College of Veterinary Medicine

Small Animal DX & Therapeutic Techniques

Placement of a butterfly catheter

butterfly_cath.jpg (13508 bytes) Butterfly catheters have a steel needle (a) attached to flexible plastic wings (b) and a short piece of extension tubing (c). A 3 way stopcock (d) is attached to the catheter in this slide but is not used when the butterfly catheter is placed IV. The 3 way stopcock is used when the butterfly catheter is used for thoracocentesis (see thoracocentesis from selection menu for details).
Butterfly catheters are used for short term administration of drugs (drugs administered over a few minutes). For example, the anticancer drug vincristine or thiacetarsimide which is used to kill adult heartworms. Both of these drugs are very caustic to tissues. To assure that the injection is being administered IV rather than SC, sterile fluid is flushed through the catheter before and after drug administration.

Placement of a butterfly catheter allows you to easily change between syringes containing drug or saline. It usually takes less time to place a butterfly catheter compared to other cephalic catheter types. Butterfly catheters are not taped in place for longer term use as the needle will lacerate the vein as the animal moves about.

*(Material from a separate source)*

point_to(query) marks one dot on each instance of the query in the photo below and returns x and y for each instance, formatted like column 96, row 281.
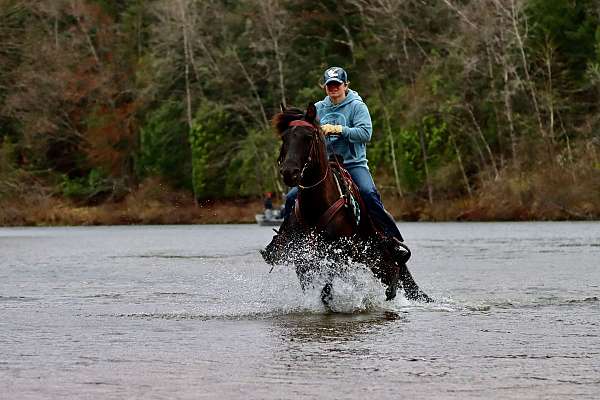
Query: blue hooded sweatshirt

bf1.jpg (21790 bytes) The catheter can be filled with saline before placement or air can be left in the line, depending upon blood to displace the air. The wings are folded up and held between thumb and index finger. The skin and vein are punctured with one thrust of the needle. The needle is beveled and should be placed with the opening of the bevel facing up. Notice the thumb of the hand holding the leg is placed adjacent to the vein to stabilize it.
bf2.jpg (19533 bytes) The needle is inserted into the vein to the level of the plastic wings. Notice that the catheter has been placed at the junction of the cephalic vein with the accessary cephalic vein.
bf3.jpg (18051 bytes) The thumb of the hand holding the leg is used to hold the catheter in place during drug administration. The catheter and leg will move as a unit when held with the same hand, preventing the needle from accidently withdrawing from the vein during drug administration.